A measure aimed at resolving a dispute between Cheyenne and the Frontier Days Rodeo was allowed to take effect Friday without Gov. Mark Gordon’s signature.
Gordon declined to sign Senate File 134 because he said the state should not get involved in local disputes.
“As governor, I hold sacred the belief that governments govern best when they govern least and when they remain closest to the people,” he wrote in a letter explaining his action. “This bill interferes with local prerogative. Furthermore, it seeks to solve a problem that has not existed outside of one jurisdiction.”
The bill stems from a dispute between the city and the rodeo over the cost of security for the 10-day event.
Cheyenne officials have said they need some assistance paying the security costs and have said unless they can get some help, they might be forced to withhold the rodeo’s special event liquor license.
The bill will allow the organizers of large events such as Cheyenne Frontier Days to apply directly to the state for special event liquor licenses.

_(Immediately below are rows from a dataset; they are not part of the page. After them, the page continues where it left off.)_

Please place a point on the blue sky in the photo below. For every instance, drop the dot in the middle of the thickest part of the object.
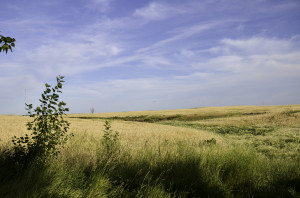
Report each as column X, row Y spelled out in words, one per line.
column 125, row 55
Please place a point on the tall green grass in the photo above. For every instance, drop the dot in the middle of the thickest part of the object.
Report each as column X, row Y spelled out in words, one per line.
column 173, row 169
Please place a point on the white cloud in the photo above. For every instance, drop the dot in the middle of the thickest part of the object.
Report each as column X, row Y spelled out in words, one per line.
column 157, row 11
column 100, row 5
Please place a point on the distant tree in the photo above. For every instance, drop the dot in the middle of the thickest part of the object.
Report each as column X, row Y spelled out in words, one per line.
column 92, row 110
column 6, row 43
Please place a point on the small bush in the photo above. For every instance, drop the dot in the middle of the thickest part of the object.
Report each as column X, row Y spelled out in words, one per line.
column 110, row 140
column 49, row 129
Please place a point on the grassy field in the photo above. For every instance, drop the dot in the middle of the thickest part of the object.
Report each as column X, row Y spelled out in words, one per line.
column 239, row 151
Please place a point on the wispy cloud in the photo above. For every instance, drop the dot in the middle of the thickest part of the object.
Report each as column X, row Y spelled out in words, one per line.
column 158, row 11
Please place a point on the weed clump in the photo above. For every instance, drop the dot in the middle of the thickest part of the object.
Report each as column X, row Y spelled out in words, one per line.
column 49, row 129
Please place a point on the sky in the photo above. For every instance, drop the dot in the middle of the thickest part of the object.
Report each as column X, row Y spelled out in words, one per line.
column 128, row 55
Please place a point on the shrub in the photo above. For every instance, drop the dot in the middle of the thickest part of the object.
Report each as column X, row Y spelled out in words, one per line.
column 49, row 129
column 110, row 140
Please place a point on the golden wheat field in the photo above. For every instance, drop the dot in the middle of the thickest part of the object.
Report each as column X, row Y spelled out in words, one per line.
column 270, row 129
column 234, row 151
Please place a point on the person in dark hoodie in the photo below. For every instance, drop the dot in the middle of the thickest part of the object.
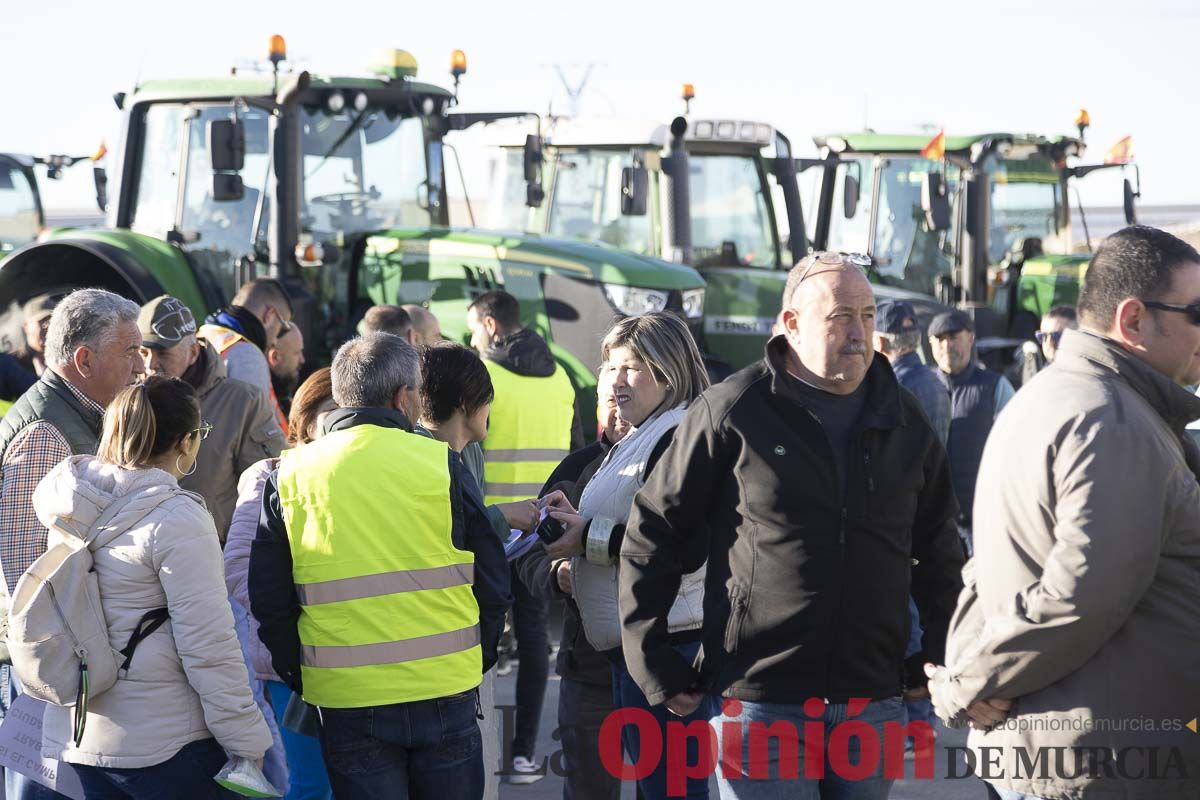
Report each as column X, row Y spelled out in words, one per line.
column 532, row 429
column 243, row 331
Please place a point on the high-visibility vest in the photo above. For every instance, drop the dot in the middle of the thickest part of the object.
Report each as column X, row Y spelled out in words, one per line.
column 387, row 609
column 220, row 337
column 528, row 434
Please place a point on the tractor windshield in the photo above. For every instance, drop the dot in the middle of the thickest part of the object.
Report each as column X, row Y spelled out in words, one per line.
column 364, row 170
column 1026, row 199
column 905, row 252
column 587, row 200
column 18, row 208
column 731, row 216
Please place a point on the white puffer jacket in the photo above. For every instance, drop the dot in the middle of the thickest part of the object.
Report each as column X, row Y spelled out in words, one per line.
column 187, row 680
column 606, row 500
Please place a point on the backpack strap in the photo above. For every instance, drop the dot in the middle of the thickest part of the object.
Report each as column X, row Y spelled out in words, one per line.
column 101, row 533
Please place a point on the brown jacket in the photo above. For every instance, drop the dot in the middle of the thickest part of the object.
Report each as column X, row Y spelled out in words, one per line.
column 244, row 432
column 1083, row 601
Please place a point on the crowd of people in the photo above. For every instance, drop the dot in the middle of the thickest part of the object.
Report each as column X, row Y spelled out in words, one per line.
column 313, row 577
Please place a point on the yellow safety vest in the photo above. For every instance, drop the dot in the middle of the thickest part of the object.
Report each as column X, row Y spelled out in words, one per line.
column 387, row 609
column 220, row 337
column 528, row 434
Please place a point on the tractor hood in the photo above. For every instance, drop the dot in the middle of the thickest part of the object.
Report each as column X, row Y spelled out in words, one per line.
column 538, row 253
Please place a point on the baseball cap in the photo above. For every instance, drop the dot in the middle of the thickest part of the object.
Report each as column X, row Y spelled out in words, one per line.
column 894, row 317
column 41, row 306
column 951, row 322
column 165, row 322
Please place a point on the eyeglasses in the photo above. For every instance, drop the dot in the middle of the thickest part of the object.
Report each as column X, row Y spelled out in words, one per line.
column 1192, row 310
column 834, row 259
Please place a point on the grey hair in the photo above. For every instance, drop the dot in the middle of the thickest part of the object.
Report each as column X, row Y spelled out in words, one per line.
column 905, row 341
column 664, row 343
column 370, row 370
column 85, row 318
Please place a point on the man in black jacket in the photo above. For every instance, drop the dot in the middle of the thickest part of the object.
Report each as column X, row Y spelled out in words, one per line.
column 817, row 493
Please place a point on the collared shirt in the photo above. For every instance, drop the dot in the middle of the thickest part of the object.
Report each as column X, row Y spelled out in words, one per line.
column 31, row 455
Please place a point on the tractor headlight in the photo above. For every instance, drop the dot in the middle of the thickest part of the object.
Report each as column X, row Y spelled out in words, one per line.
column 694, row 304
column 633, row 301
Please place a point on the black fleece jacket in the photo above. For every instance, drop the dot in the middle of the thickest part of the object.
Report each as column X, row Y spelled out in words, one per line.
column 807, row 590
column 273, row 597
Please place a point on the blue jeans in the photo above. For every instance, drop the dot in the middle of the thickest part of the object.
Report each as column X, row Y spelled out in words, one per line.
column 775, row 783
column 427, row 749
column 627, row 695
column 306, row 768
column 918, row 710
column 16, row 785
column 187, row 775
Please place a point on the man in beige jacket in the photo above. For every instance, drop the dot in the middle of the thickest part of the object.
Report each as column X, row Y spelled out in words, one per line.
column 244, row 429
column 1074, row 654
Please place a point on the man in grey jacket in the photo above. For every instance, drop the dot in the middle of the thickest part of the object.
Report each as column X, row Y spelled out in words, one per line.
column 243, row 426
column 1080, row 617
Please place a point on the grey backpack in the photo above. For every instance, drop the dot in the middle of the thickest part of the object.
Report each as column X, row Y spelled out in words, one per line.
column 58, row 636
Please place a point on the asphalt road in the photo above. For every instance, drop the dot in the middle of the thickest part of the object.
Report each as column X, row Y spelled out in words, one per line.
column 551, row 787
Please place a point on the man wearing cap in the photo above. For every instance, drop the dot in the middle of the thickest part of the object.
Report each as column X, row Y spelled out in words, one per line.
column 977, row 395
column 244, row 427
column 37, row 319
column 898, row 338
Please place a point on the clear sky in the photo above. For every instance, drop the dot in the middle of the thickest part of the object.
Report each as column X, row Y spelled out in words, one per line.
column 807, row 67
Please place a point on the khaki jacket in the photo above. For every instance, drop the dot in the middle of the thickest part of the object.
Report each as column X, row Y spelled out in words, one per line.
column 1083, row 601
column 187, row 680
column 244, row 432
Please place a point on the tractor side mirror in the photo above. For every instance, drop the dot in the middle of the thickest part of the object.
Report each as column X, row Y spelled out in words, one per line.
column 635, row 185
column 100, row 175
column 227, row 187
column 935, row 202
column 227, row 145
column 1129, row 208
column 533, row 160
column 850, row 196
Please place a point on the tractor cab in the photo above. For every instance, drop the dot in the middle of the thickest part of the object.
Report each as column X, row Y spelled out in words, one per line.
column 983, row 222
column 718, row 194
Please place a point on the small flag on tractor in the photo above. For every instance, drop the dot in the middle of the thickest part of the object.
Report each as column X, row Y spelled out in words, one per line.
column 1121, row 152
column 936, row 148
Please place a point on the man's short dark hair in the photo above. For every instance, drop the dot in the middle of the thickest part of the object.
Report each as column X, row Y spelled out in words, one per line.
column 501, row 306
column 1062, row 312
column 1135, row 262
column 263, row 292
column 388, row 319
column 453, row 378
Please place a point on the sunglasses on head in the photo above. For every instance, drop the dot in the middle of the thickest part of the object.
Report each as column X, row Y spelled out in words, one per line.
column 1192, row 310
column 835, row 259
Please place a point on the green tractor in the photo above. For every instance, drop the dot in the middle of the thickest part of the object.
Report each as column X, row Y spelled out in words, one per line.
column 720, row 196
column 22, row 216
column 336, row 186
column 985, row 224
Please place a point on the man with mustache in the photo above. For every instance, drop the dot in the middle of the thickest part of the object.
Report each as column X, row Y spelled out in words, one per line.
column 819, row 494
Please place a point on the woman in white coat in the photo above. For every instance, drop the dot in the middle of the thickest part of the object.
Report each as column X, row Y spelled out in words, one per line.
column 655, row 372
column 184, row 704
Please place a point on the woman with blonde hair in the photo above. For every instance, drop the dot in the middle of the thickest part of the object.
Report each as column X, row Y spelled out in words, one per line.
column 655, row 372
column 183, row 705
column 305, row 765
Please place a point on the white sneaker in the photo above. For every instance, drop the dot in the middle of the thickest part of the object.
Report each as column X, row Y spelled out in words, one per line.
column 525, row 770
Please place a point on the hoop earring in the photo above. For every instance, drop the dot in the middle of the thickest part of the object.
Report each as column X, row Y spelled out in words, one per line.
column 181, row 473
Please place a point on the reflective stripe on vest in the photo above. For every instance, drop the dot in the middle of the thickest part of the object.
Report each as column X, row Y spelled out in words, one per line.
column 387, row 608
column 528, row 434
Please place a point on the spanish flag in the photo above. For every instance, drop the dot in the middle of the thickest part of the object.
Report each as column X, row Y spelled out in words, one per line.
column 936, row 148
column 1121, row 152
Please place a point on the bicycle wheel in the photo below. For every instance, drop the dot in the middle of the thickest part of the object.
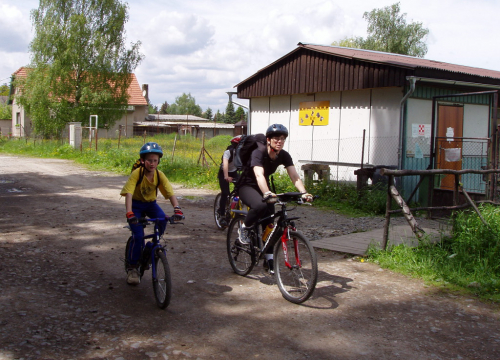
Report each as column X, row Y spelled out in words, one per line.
column 218, row 216
column 298, row 282
column 162, row 284
column 241, row 257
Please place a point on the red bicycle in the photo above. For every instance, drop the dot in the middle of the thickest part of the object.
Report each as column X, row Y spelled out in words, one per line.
column 295, row 263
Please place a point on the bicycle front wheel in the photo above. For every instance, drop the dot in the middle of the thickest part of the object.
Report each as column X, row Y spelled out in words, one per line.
column 162, row 283
column 297, row 280
column 241, row 256
column 218, row 216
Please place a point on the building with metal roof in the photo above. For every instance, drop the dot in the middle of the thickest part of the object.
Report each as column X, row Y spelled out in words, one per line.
column 351, row 108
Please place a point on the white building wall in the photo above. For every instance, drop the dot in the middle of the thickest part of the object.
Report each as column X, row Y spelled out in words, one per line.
column 340, row 141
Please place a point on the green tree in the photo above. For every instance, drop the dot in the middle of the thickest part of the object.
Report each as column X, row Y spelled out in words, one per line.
column 229, row 116
column 208, row 114
column 4, row 90
column 388, row 31
column 79, row 66
column 185, row 105
column 240, row 114
column 164, row 108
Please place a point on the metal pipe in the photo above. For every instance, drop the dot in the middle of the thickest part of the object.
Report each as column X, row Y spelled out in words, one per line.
column 412, row 80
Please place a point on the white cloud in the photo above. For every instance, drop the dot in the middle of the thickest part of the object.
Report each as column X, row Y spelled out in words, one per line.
column 206, row 47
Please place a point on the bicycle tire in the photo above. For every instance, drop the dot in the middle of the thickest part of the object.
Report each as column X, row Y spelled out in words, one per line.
column 162, row 284
column 298, row 283
column 127, row 249
column 241, row 257
column 217, row 216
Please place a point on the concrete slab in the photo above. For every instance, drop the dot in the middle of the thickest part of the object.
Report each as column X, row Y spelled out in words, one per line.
column 358, row 243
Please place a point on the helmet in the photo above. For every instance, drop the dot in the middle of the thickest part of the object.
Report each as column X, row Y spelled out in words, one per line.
column 236, row 139
column 276, row 130
column 151, row 148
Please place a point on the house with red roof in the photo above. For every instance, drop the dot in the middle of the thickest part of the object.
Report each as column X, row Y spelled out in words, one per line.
column 351, row 108
column 137, row 111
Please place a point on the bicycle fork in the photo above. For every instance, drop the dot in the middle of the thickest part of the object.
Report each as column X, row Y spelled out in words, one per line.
column 284, row 241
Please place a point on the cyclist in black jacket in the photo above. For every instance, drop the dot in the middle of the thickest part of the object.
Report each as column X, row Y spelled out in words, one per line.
column 253, row 187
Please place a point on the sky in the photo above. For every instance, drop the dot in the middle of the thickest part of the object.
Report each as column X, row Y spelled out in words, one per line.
column 206, row 47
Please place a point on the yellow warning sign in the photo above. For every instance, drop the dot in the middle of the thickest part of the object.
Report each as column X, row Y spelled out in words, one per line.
column 314, row 113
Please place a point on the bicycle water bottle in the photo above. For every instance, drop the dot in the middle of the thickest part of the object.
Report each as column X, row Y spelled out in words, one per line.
column 234, row 203
column 267, row 232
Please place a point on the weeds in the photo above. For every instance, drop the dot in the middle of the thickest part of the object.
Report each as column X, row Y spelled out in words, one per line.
column 468, row 260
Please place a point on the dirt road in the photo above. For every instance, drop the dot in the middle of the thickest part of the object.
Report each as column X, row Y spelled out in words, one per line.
column 63, row 291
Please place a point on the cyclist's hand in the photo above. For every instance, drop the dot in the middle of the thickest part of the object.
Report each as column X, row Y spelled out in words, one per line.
column 307, row 197
column 131, row 218
column 270, row 197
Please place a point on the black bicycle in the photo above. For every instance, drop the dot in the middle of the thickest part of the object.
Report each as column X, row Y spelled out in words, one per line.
column 295, row 263
column 154, row 256
column 233, row 203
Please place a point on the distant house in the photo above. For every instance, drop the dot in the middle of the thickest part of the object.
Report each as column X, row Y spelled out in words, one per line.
column 182, row 124
column 407, row 108
column 136, row 111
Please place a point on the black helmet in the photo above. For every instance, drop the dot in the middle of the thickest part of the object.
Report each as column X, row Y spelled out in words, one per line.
column 276, row 130
column 151, row 148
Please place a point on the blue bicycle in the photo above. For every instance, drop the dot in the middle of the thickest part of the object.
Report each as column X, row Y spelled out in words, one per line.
column 154, row 256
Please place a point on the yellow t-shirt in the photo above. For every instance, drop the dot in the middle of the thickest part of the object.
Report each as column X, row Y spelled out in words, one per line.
column 146, row 191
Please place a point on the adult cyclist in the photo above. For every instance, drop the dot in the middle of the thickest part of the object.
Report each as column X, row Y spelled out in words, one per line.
column 253, row 186
column 227, row 173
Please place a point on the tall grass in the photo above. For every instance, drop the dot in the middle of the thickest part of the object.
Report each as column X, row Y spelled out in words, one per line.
column 184, row 165
column 468, row 260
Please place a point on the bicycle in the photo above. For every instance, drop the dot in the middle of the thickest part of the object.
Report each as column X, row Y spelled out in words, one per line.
column 228, row 214
column 154, row 256
column 295, row 262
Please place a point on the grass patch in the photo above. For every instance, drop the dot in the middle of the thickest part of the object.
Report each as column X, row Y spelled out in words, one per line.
column 468, row 261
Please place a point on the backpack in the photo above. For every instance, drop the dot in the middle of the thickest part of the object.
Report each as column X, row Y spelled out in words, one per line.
column 138, row 164
column 247, row 144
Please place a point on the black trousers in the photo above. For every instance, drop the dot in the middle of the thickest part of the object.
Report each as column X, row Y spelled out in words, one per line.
column 252, row 196
column 224, row 188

Gordon said he would allow the bill to become law, but wants the Legislature to avoid trying to solve local problems in the future.
“Should the Legislature craft statutory remedies for every dustup?” Gordon wrote. “That is a question that intransigence laid at the feet of the Legislature this year. It was answered broadly even though the issue was initially raised in only one circumstance. I sincerely hope this rebuke will provide a teachable moment for us and that this approach to solving local disputes will not become a norm or necessity.”